Other than that, I think the changes are perfectly fine. I may have swapped them around because we have the pattern recognition wrong in our schema

About the addresses, I couldn't find the address in english. If you were able to, please let me know and I'll change it immediately!

About the elective termination, I can add that to the cause of death, but since we are treating the embryos as donors, the collection refers to the hippocampus collection, but not how it was "retrieved" from the mother.

I will make that last addition and, if you give me green lights, we can say this is ready for exporting!

ami-day commented 3 years ago

Hi @ESapenaVentura,

Yes I made changes in the original spreadsheet because they were very minor changes to resolve errors.
About the addresses: I usually google search the university/institute names separately to find the addresses if they are not available. If you have done this and were still unable to find them in English, I think it's ok to keep the Chinese.
The other additions you made sounds good! I think this is ready for upload to ingest prod. now!
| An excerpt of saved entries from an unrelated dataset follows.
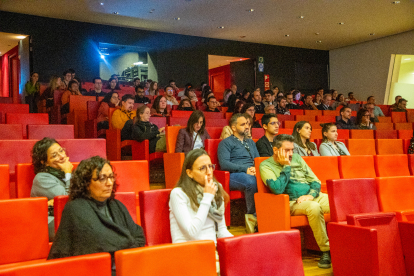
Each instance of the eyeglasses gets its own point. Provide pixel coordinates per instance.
(203, 169)
(104, 178)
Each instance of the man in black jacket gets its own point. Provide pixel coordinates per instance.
(270, 124)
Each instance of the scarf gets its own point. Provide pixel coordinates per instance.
(215, 213)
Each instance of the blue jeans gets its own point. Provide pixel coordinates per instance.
(245, 183)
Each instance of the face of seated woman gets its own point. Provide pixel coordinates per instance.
(101, 185)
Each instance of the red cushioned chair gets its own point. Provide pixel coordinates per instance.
(188, 258)
(351, 196)
(391, 165)
(237, 254)
(38, 132)
(357, 166)
(395, 195)
(24, 231)
(370, 244)
(155, 216)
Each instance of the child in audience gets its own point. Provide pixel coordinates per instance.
(330, 146)
(303, 146)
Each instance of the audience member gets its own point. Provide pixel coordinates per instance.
(159, 107)
(326, 103)
(303, 146)
(236, 154)
(271, 125)
(345, 122)
(111, 100)
(53, 173)
(194, 135)
(125, 113)
(93, 220)
(287, 173)
(140, 129)
(197, 202)
(139, 95)
(330, 146)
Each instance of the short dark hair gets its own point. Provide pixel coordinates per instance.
(126, 97)
(279, 139)
(266, 118)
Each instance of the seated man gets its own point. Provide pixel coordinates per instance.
(270, 124)
(326, 102)
(125, 113)
(287, 173)
(401, 107)
(345, 121)
(236, 154)
(139, 95)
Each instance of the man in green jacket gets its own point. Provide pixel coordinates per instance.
(287, 173)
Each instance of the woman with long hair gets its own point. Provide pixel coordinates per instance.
(302, 145)
(194, 135)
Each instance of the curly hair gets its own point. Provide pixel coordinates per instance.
(39, 154)
(82, 177)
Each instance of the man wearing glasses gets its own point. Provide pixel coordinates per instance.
(271, 125)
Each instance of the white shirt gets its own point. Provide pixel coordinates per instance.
(189, 225)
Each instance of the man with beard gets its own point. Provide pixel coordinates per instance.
(287, 173)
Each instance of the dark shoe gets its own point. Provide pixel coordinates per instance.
(325, 261)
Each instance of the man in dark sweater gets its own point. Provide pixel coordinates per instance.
(270, 124)
(236, 154)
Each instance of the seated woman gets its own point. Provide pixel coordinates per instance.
(364, 120)
(93, 221)
(194, 135)
(197, 202)
(329, 145)
(110, 100)
(301, 135)
(185, 105)
(53, 173)
(141, 129)
(159, 107)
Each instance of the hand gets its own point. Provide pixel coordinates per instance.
(304, 198)
(209, 186)
(282, 158)
(66, 166)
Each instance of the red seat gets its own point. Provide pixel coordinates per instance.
(24, 231)
(155, 216)
(11, 132)
(356, 166)
(237, 254)
(38, 132)
(391, 165)
(27, 119)
(351, 196)
(389, 146)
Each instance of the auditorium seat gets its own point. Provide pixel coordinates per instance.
(280, 254)
(361, 134)
(11, 132)
(351, 196)
(391, 165)
(188, 258)
(357, 166)
(389, 146)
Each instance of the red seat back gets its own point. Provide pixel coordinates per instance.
(24, 231)
(351, 196)
(155, 216)
(238, 253)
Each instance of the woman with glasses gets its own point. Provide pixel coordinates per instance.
(197, 202)
(364, 120)
(330, 146)
(53, 173)
(93, 220)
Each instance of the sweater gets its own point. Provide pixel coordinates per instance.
(188, 224)
(295, 180)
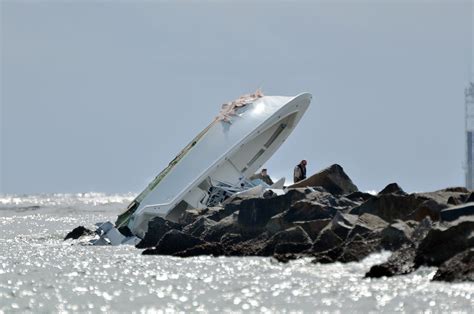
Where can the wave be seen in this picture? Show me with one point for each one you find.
(89, 201)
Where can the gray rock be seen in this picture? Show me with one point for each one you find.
(326, 240)
(444, 241)
(157, 228)
(342, 224)
(78, 232)
(392, 188)
(390, 207)
(278, 223)
(212, 249)
(458, 268)
(308, 210)
(400, 262)
(396, 235)
(227, 225)
(255, 213)
(358, 248)
(367, 223)
(199, 226)
(295, 235)
(313, 227)
(453, 213)
(333, 179)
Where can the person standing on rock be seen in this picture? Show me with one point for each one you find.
(300, 171)
(263, 175)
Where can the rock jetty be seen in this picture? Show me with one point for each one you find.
(327, 218)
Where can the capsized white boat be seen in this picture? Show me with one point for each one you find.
(218, 161)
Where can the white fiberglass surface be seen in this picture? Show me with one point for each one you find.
(220, 138)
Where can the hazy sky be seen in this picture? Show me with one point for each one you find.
(100, 96)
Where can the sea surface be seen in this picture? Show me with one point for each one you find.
(39, 272)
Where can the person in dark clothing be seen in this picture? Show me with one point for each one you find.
(262, 176)
(300, 171)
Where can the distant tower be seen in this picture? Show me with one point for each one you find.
(469, 94)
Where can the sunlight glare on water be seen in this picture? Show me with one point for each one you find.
(40, 272)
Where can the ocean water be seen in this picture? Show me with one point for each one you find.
(39, 272)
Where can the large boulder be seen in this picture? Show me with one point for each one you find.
(213, 249)
(429, 208)
(255, 213)
(249, 247)
(199, 226)
(458, 268)
(313, 227)
(78, 232)
(215, 232)
(444, 241)
(390, 207)
(278, 223)
(453, 213)
(367, 223)
(333, 179)
(174, 241)
(308, 210)
(342, 224)
(295, 235)
(359, 247)
(191, 215)
(326, 240)
(400, 262)
(157, 227)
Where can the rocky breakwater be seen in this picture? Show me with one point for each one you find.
(326, 218)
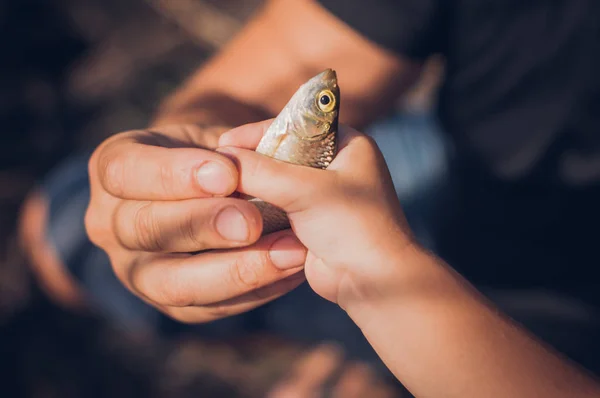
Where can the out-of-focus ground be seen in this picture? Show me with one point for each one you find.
(72, 73)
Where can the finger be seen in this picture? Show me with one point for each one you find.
(187, 225)
(212, 277)
(129, 169)
(282, 184)
(247, 136)
(237, 305)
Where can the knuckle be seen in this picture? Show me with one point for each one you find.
(166, 178)
(94, 227)
(219, 311)
(111, 170)
(182, 315)
(189, 230)
(174, 297)
(169, 292)
(246, 271)
(146, 231)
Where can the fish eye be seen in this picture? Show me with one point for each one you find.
(326, 101)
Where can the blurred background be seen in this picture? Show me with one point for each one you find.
(73, 72)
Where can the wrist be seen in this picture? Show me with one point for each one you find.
(388, 280)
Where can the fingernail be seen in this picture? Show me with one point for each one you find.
(214, 178)
(231, 225)
(287, 252)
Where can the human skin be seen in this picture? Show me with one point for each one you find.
(434, 331)
(151, 202)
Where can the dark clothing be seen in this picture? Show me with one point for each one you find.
(521, 101)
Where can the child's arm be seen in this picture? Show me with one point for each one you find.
(432, 329)
(442, 339)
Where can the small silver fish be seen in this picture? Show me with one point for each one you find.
(304, 133)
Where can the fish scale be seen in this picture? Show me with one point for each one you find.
(301, 134)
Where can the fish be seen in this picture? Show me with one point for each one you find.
(304, 133)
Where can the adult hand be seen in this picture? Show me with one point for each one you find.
(159, 196)
(348, 216)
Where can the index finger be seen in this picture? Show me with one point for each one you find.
(129, 169)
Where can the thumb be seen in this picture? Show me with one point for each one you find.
(288, 186)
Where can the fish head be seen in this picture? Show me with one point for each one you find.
(316, 107)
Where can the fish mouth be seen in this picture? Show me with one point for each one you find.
(328, 75)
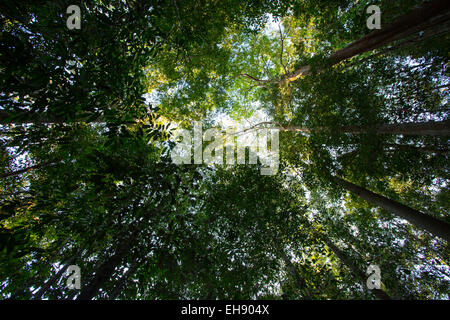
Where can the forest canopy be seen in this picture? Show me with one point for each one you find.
(90, 117)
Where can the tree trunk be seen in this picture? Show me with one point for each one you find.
(435, 226)
(379, 293)
(430, 14)
(292, 270)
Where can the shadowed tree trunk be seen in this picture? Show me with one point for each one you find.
(435, 226)
(379, 293)
(430, 14)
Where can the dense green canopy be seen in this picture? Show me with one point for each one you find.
(88, 121)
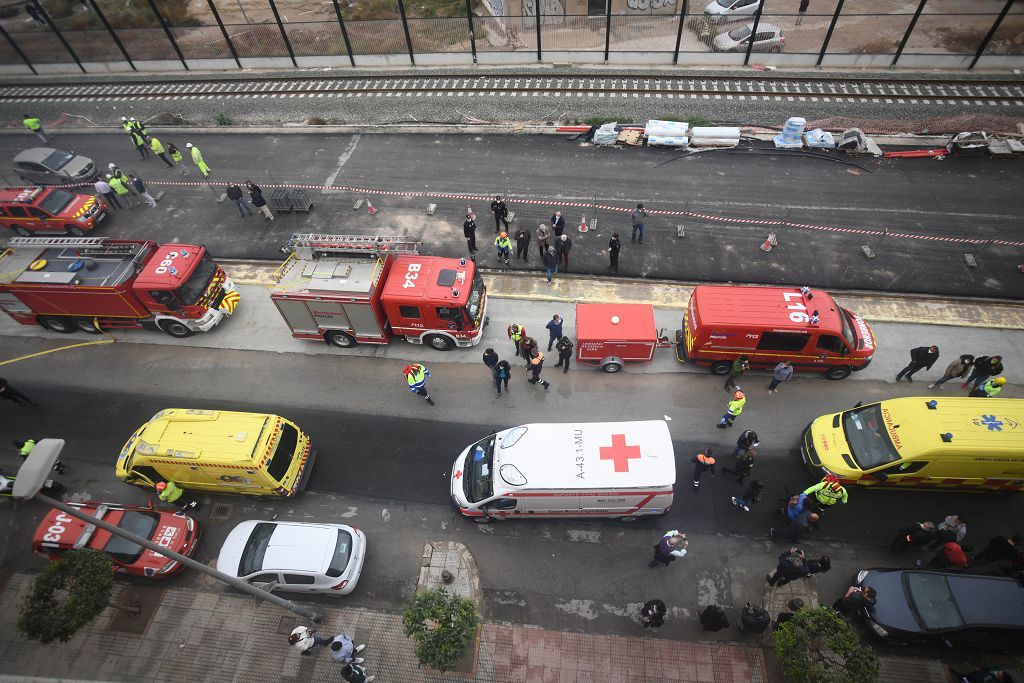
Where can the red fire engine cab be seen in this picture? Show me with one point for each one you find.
(92, 284)
(356, 289)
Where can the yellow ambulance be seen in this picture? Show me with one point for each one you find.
(218, 451)
(923, 442)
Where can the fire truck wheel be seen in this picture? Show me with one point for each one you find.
(839, 372)
(721, 368)
(175, 329)
(56, 324)
(340, 339)
(439, 342)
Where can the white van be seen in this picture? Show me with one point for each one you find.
(596, 469)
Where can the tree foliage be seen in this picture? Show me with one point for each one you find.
(69, 594)
(442, 626)
(820, 646)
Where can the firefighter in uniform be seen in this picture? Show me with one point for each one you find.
(828, 492)
(416, 376)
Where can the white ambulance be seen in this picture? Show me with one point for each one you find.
(596, 469)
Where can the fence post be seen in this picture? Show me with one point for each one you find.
(472, 35)
(110, 30)
(344, 32)
(167, 32)
(59, 35)
(909, 30)
(404, 25)
(284, 34)
(991, 34)
(17, 49)
(223, 32)
(754, 32)
(679, 32)
(832, 28)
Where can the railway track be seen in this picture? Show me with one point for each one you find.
(991, 93)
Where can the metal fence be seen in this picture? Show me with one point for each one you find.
(101, 35)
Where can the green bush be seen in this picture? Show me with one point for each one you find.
(820, 646)
(442, 626)
(69, 594)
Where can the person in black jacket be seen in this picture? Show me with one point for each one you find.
(923, 356)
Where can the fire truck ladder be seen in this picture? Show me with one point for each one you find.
(310, 244)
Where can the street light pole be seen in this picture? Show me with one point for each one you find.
(37, 467)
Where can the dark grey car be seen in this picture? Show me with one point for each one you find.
(46, 165)
(945, 608)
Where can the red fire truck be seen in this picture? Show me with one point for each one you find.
(355, 289)
(92, 284)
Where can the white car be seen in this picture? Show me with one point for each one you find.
(295, 556)
(727, 10)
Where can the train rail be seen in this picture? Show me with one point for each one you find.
(887, 90)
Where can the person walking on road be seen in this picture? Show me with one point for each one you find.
(501, 374)
(702, 462)
(564, 348)
(557, 224)
(990, 389)
(198, 160)
(554, 327)
(504, 247)
(923, 356)
(8, 392)
(614, 246)
(543, 240)
(984, 367)
(954, 371)
(537, 365)
(235, 194)
(158, 148)
(550, 263)
(637, 218)
(256, 197)
(516, 332)
(501, 213)
(34, 124)
(672, 545)
(652, 613)
(102, 187)
(739, 366)
(416, 377)
(782, 373)
(733, 410)
(753, 494)
(522, 244)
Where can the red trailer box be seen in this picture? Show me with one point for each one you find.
(609, 335)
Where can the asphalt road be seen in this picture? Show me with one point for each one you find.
(965, 197)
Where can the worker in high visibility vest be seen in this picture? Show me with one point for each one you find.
(734, 409)
(828, 492)
(36, 126)
(198, 159)
(28, 445)
(416, 376)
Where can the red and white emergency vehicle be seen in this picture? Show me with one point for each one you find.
(598, 469)
(31, 210)
(93, 284)
(353, 289)
(772, 324)
(59, 532)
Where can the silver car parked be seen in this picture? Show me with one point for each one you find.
(46, 165)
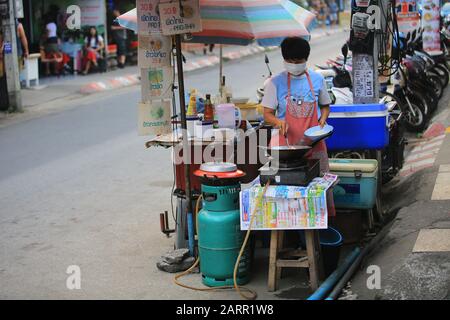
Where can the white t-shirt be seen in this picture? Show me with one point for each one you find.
(93, 43)
(270, 99)
(51, 29)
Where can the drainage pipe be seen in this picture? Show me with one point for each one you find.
(367, 249)
(328, 284)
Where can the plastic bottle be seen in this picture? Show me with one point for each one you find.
(192, 107)
(209, 109)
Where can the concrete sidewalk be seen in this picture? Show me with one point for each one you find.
(414, 257)
(75, 86)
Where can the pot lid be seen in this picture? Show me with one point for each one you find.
(219, 170)
(218, 167)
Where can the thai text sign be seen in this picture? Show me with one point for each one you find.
(154, 118)
(430, 24)
(408, 17)
(154, 51)
(180, 17)
(147, 16)
(156, 83)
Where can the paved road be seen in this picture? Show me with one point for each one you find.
(77, 187)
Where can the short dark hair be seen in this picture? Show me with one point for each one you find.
(295, 48)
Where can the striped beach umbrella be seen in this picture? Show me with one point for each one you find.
(241, 22)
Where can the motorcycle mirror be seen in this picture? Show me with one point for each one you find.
(266, 60)
(344, 50)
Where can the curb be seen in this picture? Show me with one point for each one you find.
(133, 79)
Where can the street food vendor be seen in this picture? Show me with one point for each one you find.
(296, 100)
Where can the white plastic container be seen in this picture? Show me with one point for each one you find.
(227, 114)
(190, 125)
(204, 130)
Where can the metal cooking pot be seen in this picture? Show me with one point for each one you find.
(287, 153)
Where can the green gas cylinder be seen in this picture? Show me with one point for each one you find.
(219, 234)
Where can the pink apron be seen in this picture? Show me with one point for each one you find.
(300, 117)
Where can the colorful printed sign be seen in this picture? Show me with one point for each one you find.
(408, 18)
(363, 78)
(181, 18)
(154, 51)
(287, 207)
(148, 17)
(154, 118)
(156, 83)
(430, 24)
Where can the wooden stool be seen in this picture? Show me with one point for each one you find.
(287, 258)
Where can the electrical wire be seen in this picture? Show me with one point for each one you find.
(239, 289)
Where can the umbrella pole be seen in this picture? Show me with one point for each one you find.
(220, 70)
(186, 150)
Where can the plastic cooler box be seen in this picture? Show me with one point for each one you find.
(357, 187)
(358, 126)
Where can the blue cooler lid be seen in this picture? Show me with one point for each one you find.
(350, 108)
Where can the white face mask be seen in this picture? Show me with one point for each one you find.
(295, 69)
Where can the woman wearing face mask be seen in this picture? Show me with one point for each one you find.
(296, 100)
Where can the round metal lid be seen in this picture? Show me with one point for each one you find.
(218, 167)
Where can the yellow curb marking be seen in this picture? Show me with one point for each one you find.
(442, 185)
(433, 240)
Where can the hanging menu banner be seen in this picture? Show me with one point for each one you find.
(148, 16)
(431, 23)
(180, 17)
(154, 51)
(154, 118)
(156, 83)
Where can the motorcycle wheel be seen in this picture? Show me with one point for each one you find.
(435, 81)
(417, 122)
(444, 75)
(428, 97)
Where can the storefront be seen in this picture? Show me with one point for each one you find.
(93, 13)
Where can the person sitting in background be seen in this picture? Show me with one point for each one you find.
(93, 45)
(333, 12)
(319, 9)
(119, 35)
(22, 44)
(50, 54)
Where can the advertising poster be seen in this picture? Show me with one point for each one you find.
(148, 17)
(154, 51)
(154, 118)
(430, 24)
(156, 83)
(408, 17)
(180, 17)
(93, 12)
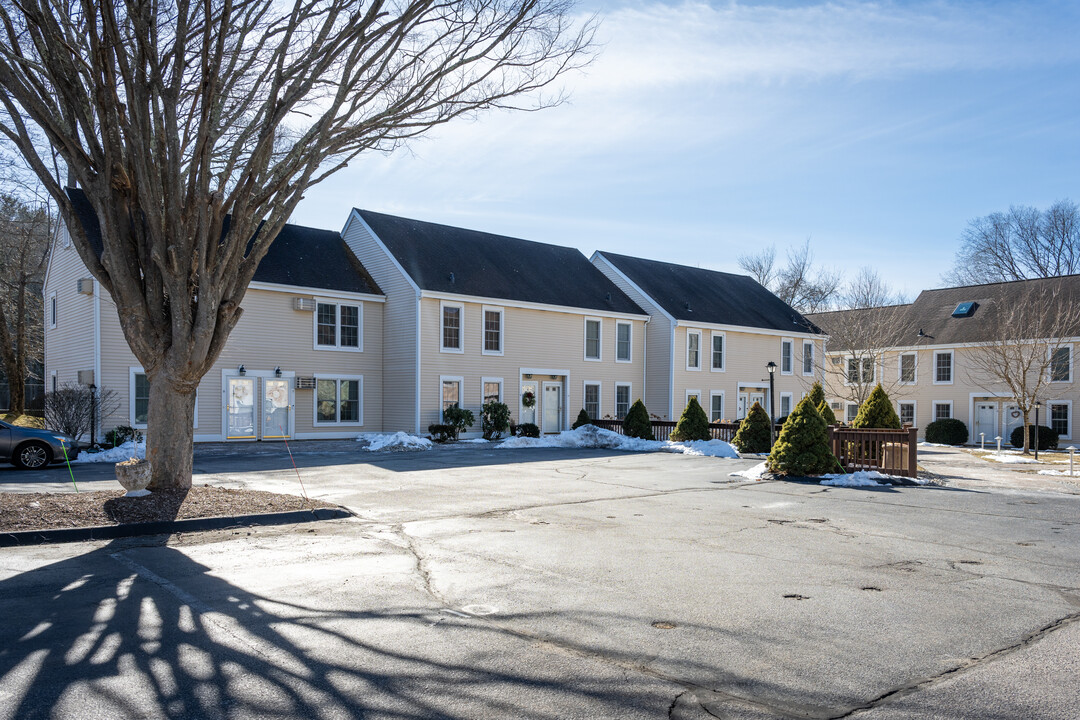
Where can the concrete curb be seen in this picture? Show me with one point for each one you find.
(192, 525)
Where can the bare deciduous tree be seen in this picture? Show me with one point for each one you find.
(1021, 358)
(194, 130)
(797, 283)
(1021, 244)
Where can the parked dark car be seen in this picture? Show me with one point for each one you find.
(31, 448)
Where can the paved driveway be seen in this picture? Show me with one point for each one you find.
(482, 583)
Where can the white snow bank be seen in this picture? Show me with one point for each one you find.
(591, 436)
(119, 453)
(394, 442)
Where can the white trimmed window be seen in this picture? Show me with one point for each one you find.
(622, 391)
(493, 330)
(592, 402)
(623, 342)
(717, 361)
(943, 367)
(593, 333)
(908, 367)
(1061, 364)
(338, 401)
(693, 350)
(450, 327)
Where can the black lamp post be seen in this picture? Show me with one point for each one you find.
(772, 423)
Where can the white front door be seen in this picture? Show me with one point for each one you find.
(552, 407)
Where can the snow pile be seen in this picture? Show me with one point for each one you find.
(119, 453)
(394, 442)
(591, 436)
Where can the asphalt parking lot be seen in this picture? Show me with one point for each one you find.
(485, 583)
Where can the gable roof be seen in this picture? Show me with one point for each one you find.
(300, 256)
(692, 295)
(442, 258)
(932, 312)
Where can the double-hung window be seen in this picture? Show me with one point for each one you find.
(337, 326)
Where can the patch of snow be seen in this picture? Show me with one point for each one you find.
(394, 442)
(119, 453)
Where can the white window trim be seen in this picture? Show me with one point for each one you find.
(933, 409)
(615, 397)
(483, 329)
(360, 390)
(900, 369)
(782, 341)
(952, 367)
(689, 367)
(1050, 365)
(1069, 426)
(483, 381)
(599, 339)
(802, 357)
(599, 396)
(724, 354)
(442, 336)
(461, 392)
(337, 325)
(716, 393)
(617, 326)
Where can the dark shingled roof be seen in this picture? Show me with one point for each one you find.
(707, 296)
(932, 311)
(445, 259)
(304, 257)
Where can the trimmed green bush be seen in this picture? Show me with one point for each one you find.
(692, 424)
(1048, 438)
(877, 411)
(494, 420)
(947, 431)
(826, 413)
(583, 419)
(636, 423)
(753, 435)
(802, 446)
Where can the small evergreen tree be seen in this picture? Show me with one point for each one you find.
(583, 419)
(636, 423)
(802, 446)
(693, 423)
(826, 413)
(753, 435)
(877, 411)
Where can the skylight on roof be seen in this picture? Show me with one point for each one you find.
(964, 310)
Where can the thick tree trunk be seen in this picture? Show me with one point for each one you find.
(170, 433)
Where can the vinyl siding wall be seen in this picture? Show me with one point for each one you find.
(537, 339)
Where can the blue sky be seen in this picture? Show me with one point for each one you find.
(704, 131)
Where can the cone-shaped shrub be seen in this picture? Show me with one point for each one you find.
(693, 424)
(802, 446)
(753, 435)
(877, 411)
(636, 423)
(826, 413)
(583, 419)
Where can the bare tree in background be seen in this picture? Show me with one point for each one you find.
(1022, 244)
(194, 130)
(1030, 348)
(797, 283)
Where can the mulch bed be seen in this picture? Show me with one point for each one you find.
(44, 511)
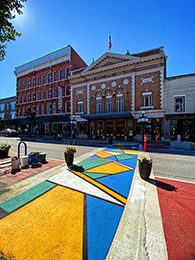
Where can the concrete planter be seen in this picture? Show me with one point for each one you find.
(24, 162)
(145, 169)
(15, 165)
(42, 157)
(69, 158)
(4, 152)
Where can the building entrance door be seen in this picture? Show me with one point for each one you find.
(109, 127)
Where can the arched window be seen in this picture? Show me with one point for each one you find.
(54, 93)
(42, 94)
(37, 96)
(120, 104)
(109, 105)
(42, 109)
(48, 94)
(54, 108)
(48, 108)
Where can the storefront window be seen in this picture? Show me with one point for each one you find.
(109, 105)
(179, 104)
(120, 104)
(99, 106)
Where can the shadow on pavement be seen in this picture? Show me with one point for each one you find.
(162, 185)
(77, 168)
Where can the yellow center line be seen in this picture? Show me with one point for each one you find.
(102, 187)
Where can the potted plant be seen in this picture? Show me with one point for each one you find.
(4, 150)
(69, 155)
(110, 139)
(145, 166)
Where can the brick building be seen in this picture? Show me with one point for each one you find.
(180, 107)
(7, 112)
(43, 91)
(109, 96)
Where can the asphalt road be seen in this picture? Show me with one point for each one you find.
(175, 166)
(54, 151)
(171, 165)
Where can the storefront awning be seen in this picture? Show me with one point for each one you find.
(43, 119)
(104, 116)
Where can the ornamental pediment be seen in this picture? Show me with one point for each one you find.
(109, 59)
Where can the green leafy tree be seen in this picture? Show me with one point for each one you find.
(8, 11)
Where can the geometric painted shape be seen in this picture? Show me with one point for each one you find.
(130, 151)
(121, 183)
(93, 88)
(102, 187)
(95, 175)
(3, 213)
(110, 168)
(125, 81)
(114, 150)
(130, 163)
(112, 158)
(114, 84)
(125, 156)
(70, 180)
(103, 154)
(94, 156)
(27, 196)
(102, 222)
(50, 227)
(103, 86)
(91, 162)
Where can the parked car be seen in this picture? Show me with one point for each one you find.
(8, 132)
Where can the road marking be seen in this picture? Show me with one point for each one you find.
(174, 179)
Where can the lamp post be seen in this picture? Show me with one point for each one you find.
(142, 120)
(73, 123)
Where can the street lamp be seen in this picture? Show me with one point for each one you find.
(73, 123)
(142, 120)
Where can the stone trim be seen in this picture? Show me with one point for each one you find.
(133, 92)
(119, 65)
(119, 77)
(88, 98)
(44, 61)
(162, 88)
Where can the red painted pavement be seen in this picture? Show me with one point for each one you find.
(178, 217)
(8, 178)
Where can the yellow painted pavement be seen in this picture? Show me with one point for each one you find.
(110, 168)
(103, 154)
(131, 151)
(101, 186)
(50, 227)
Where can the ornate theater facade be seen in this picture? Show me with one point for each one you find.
(109, 96)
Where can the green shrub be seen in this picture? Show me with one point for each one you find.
(70, 149)
(6, 146)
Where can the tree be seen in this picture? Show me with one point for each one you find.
(8, 11)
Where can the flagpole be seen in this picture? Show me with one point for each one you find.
(109, 42)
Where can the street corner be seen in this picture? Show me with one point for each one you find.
(177, 205)
(89, 203)
(8, 177)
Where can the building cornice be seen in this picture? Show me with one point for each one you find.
(44, 62)
(118, 77)
(135, 61)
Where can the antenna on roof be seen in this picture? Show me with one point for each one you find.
(93, 60)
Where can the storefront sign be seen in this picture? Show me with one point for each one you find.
(60, 99)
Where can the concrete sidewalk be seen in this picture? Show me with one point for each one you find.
(139, 234)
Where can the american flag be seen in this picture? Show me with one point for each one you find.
(109, 42)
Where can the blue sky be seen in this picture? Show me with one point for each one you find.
(139, 25)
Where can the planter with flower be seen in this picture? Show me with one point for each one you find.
(4, 150)
(145, 166)
(69, 155)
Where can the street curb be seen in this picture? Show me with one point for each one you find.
(17, 188)
(140, 233)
ESapenaVentura commented 3 years ago

I added the consent in the collection protocol and revised the changes.

Ready to go!

ESapenaVentura commented 3 years ago

New submission: https://contribute.data.humancellatlas.org/submissions/detail?id=601970b2ac1792031eee0b88&project=6c040a93-8cf8-4fd5-98de-2297eb07e9f6

Files are validating but I think there is some trouble with validation

rays22 commented 3 years ago

This dataset has been exported to the Terra staging area.

ofanobilbao commented 3 years ago

@ESapenaVentura I moved this to Finished on the wrangling board as I believe this dataset is done from the DCP perspective right? Thanks!

ofanobilbao commented 3 years ago

@ESapenaVentura I just removed the dataset label. If/when we need updates on this we will need to add the label again so that it shows on the wrangling board. Does that sound ok?

ESapenaVentura commented 3 years ago

@ESapenaVentura To pick this one for the SCEA testing

ami-day commented 2 years ago

@ESapenaVentura did you start the SCEA conversion for this dataset?

ami-day commented 2 years ago

Is this the correct latest version? https://docs.google.com/spreadsheets/d/1ASSe6qt_sXWOdnCS6_1UJ2Hn-l2mMDUo/edit#gid=202266375 I will pre-convert it using the latest version of the hca2scea tool. I think the multi protocols might have caused an issue if you used a previous version of the tool.

ESapenaVentura commented 2 years ago

https://gitlab.ebi.ac.uk/ebi-gene-expression/scxa-metadata/-/merge_requests/230 E-HCAD43. Currently stalled due to a problem with file upload and de-prioritisation

ami-day commented 2 years ago

https://gitlab.ebi.ac.uk/ebi-gene-expression/scxa-metadata/-/merge_requests/230 E-HCAD43. Currently stalled due to a problem with file upload and de-prioritisation

Ok, I have just updated the sdrf file based on Anja's comments and re-uploaded the updated version to the gitlab branch. Now all that is left is that we need to transfer the fastq files to them via the EBI cluster (although not ideal, only way to do it). I have asked Anja where to send them on the cluster.